Dans ce contexte un immense risque financier est constamment réévalué : c’est celui que représente une population croissante souffrant de maladies diverses, et/ou retraitée ; les dites maladies étant de plus en plus couteuses à soigner en raison du progrès scientifique mais aussi, ne l’oublions pas, parce que les industries pharmaceutiques, alimentaires et autres impliquées dans la santé sont-elles-mêmes cotées en bourse, et sont donc soumis à la même règle d’airain : 15% de rentabilité des fonds investis ! Ce risque est en constante augmentation puisque jusqu’à présent l’espérance de vie a augmenté partout, ce qui commence à ne plus être le cas.
Vous comprenez maintenant que si la France et la plupart des pays ne sont pas ou peu représentés sur la carte ci-dessus des fonds de pension c’est en parce qu’en même temps ce sont des pays où on vit plus vieux qu’ailleurs…
Pensez-y en regardant la bonne vieille Sécu française avec les yeux d’un assureur : privatiser la Sécu, ce serait un Eldorado.
Et demandez donc à tous les candidats à la présidentielle, aux sénatoriales comme aux législatives : Quelle est leur position vis-à-vis de la financiarisation ; et insistez : Non, pas la finance, je dis bien la financiarisation !
[1] Repris de Wolfgang Streeck, How will Capitalism End?
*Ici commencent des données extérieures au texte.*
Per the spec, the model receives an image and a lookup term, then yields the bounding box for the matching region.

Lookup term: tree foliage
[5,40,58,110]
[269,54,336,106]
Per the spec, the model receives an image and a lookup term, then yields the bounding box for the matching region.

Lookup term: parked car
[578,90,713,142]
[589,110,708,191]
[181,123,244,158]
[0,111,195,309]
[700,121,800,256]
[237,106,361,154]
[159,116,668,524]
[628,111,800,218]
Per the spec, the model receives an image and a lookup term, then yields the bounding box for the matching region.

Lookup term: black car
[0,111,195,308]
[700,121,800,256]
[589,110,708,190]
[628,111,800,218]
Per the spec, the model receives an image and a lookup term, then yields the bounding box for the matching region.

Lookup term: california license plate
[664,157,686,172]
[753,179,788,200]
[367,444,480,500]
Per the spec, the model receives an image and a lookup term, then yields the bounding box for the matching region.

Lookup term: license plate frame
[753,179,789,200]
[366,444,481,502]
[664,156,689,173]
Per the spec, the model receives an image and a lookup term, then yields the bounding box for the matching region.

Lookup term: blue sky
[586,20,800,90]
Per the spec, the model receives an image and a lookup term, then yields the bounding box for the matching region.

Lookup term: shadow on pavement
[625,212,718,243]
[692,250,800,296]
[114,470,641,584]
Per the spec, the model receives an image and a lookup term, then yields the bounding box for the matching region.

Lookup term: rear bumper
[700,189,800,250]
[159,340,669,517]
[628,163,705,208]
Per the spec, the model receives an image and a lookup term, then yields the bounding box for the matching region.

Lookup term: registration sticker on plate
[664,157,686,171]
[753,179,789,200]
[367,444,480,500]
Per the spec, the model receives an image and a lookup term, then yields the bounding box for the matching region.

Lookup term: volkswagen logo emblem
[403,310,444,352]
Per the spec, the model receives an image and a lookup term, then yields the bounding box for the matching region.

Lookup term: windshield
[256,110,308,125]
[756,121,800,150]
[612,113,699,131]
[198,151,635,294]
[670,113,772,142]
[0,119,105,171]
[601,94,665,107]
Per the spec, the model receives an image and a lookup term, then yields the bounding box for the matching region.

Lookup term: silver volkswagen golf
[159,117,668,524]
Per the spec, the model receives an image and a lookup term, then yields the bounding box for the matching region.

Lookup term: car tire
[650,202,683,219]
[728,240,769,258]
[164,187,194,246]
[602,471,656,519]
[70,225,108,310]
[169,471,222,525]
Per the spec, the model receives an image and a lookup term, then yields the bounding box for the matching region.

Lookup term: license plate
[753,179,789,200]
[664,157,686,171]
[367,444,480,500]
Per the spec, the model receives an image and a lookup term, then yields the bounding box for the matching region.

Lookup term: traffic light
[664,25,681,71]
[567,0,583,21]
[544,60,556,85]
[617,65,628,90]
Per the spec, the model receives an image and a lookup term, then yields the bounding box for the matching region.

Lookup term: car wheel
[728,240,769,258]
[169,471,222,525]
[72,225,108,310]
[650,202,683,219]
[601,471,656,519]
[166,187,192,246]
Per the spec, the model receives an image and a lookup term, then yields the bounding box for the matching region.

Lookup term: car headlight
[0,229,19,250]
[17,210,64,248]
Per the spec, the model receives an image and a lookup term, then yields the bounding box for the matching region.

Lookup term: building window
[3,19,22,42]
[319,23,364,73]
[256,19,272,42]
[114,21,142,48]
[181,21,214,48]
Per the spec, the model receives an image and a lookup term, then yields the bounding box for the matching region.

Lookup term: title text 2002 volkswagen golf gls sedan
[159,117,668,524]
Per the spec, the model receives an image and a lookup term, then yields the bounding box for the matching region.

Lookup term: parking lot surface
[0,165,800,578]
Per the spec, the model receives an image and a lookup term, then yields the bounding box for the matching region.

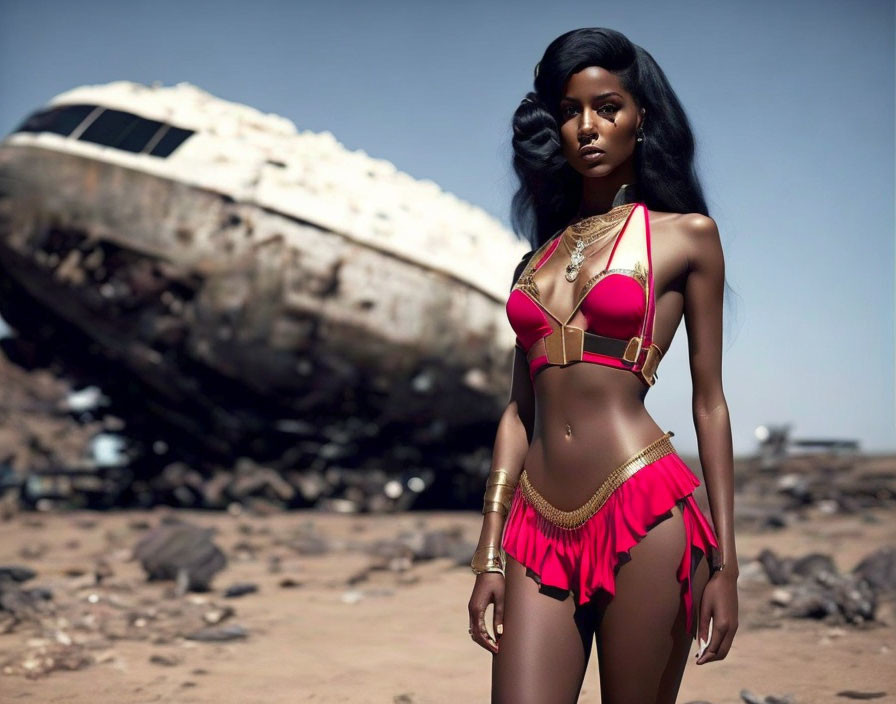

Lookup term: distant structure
[754,423,859,465]
[0,81,529,462]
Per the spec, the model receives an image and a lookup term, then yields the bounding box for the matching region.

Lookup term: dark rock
[0,565,37,582]
[224,582,258,598]
[134,522,227,591]
[852,546,896,594]
[187,624,249,643]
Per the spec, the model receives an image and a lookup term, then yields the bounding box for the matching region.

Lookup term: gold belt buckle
[641,342,661,386]
[544,325,585,364]
[622,335,641,364]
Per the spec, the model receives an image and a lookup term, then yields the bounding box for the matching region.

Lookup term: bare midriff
[523,362,665,511]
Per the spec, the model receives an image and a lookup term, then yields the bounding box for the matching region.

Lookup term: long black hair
[511,27,709,248]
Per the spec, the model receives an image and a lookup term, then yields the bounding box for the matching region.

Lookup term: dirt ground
[0,504,896,704]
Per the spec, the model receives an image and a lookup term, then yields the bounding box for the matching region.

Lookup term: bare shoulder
[649,211,722,266]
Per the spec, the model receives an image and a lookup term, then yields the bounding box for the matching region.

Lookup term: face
[560,66,646,178]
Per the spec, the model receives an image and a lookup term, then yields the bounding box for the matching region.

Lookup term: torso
[524,206,688,510]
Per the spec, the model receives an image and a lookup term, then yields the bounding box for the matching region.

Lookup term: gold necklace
[561,203,637,282]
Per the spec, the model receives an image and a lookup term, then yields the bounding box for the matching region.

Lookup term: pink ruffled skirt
[501,452,719,632]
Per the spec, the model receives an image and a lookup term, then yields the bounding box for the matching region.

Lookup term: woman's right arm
[468,252,535,652]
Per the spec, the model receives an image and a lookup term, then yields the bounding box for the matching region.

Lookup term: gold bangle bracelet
[482,469,516,516]
[470,545,504,575]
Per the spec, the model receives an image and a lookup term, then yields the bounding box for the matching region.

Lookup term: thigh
[597,504,696,704]
[492,555,595,704]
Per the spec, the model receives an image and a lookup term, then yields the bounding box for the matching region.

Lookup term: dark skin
[468,66,738,702]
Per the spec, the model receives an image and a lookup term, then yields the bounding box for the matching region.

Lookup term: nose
[579,108,595,142]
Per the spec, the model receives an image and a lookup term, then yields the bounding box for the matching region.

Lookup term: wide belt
[527,325,663,386]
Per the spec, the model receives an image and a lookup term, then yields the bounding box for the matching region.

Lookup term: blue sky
[0,0,896,452]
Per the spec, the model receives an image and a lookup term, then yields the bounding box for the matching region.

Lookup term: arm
[468,347,535,572]
[468,252,535,572]
[684,215,739,664]
[467,252,535,653]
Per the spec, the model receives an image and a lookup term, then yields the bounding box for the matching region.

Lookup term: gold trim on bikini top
[519,430,675,530]
[511,202,663,386]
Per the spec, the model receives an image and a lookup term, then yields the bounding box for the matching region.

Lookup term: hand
[697,570,737,665]
[467,572,504,653]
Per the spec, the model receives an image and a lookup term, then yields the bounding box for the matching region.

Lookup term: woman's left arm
[684,214,739,665]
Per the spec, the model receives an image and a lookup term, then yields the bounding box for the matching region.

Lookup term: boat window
[14,105,96,136]
[16,105,194,158]
[150,127,193,157]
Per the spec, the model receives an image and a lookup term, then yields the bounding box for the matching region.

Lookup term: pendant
[566,240,585,283]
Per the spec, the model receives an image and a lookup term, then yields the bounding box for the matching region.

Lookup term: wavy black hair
[511,27,709,248]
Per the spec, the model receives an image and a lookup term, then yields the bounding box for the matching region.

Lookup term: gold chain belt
[520,430,675,530]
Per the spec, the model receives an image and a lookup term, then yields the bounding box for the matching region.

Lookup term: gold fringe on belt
[519,430,675,530]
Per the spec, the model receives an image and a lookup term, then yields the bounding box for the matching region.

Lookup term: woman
[469,29,738,704]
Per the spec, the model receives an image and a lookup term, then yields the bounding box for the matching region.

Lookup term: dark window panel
[78,110,140,147]
[150,127,193,157]
[110,118,162,153]
[15,105,96,136]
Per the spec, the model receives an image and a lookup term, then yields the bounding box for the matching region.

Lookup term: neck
[576,174,640,218]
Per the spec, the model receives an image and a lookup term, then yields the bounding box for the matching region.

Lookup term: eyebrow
[560,90,623,103]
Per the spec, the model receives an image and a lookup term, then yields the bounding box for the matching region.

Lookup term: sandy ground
[0,503,896,704]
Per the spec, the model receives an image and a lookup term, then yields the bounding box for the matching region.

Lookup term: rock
[852,546,896,594]
[133,522,227,591]
[224,582,258,599]
[186,624,249,643]
[0,565,37,582]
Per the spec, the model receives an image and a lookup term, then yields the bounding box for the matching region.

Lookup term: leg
[492,555,595,704]
[597,504,708,704]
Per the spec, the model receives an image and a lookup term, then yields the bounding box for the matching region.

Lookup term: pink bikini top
[506,202,662,386]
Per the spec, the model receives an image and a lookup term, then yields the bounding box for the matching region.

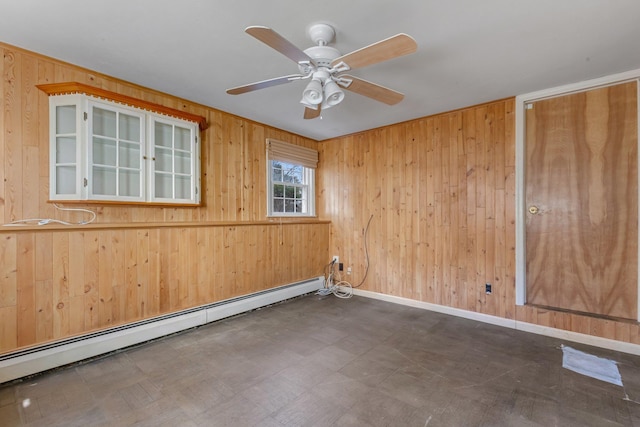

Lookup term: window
[49,89,200,204]
[267,139,318,216]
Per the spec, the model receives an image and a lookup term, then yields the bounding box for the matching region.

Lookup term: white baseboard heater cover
[0,276,324,383]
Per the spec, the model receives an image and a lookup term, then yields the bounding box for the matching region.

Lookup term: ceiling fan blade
[331,34,418,69]
[304,105,322,120]
[227,74,307,95]
[338,75,404,105]
[244,26,314,64]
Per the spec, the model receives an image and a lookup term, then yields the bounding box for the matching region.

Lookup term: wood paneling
[318,99,640,344]
[526,82,638,320]
[0,43,330,353]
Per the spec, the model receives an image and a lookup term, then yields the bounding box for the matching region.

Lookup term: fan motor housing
[304,46,342,68]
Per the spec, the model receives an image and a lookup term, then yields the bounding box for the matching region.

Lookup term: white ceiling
[0,0,640,140]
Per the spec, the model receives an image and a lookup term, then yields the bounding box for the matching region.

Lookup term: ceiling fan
[227,24,418,119]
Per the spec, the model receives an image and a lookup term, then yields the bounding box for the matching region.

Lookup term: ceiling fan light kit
[227,24,417,119]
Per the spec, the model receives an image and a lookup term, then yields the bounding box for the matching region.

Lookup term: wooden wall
[0,43,330,353]
[318,99,640,344]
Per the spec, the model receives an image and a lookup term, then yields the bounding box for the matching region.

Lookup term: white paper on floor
[562,345,622,387]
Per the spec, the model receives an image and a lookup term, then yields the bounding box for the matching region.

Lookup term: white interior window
[267,140,318,216]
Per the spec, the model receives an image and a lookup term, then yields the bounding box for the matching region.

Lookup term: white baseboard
[0,276,324,383]
[353,289,640,356]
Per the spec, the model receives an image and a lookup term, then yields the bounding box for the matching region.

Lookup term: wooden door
[525,82,638,319]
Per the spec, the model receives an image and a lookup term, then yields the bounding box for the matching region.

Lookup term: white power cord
[316,260,353,299]
[316,215,373,298]
[4,203,96,226]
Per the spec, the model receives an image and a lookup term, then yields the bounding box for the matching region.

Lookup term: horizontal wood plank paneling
[0,43,330,353]
[318,99,640,344]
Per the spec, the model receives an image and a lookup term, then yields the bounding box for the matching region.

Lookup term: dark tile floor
[0,296,640,427]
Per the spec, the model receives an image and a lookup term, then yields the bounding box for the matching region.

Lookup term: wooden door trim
[515,69,640,320]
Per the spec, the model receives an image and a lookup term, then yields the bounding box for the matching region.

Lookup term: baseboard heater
[0,276,324,383]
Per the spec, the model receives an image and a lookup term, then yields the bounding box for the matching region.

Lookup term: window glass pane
[156,148,173,172]
[118,142,140,169]
[56,166,76,194]
[155,122,173,147]
[56,136,76,163]
[175,126,191,151]
[155,174,173,199]
[118,169,140,197]
[56,105,76,134]
[175,176,191,199]
[284,199,296,212]
[118,113,140,142]
[93,136,117,166]
[92,167,116,196]
[175,151,191,174]
[271,162,282,182]
[284,185,296,199]
[93,107,116,138]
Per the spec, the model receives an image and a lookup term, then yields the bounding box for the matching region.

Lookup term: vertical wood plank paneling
[2,49,23,221]
[0,43,640,352]
[16,234,36,346]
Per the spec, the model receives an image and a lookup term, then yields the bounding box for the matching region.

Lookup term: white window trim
[49,94,201,205]
[266,158,316,218]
Ed. VERSO
[2] Voir François Morin, L’Hydre Mondiale, et L’Economie Politique au XXIe siècle,Ed. Lux.
[3] Oublions la Norvège dont le système de pensions, bien que classé comme privé, est géré sur des critères lui permettant d’échapper à la financiarisation mondiale, donc bien sûr privilégiant le Long Terme.
[4] Mais pas seulement. Il reste les marchés monétaires et de commodités et le marché obligataire.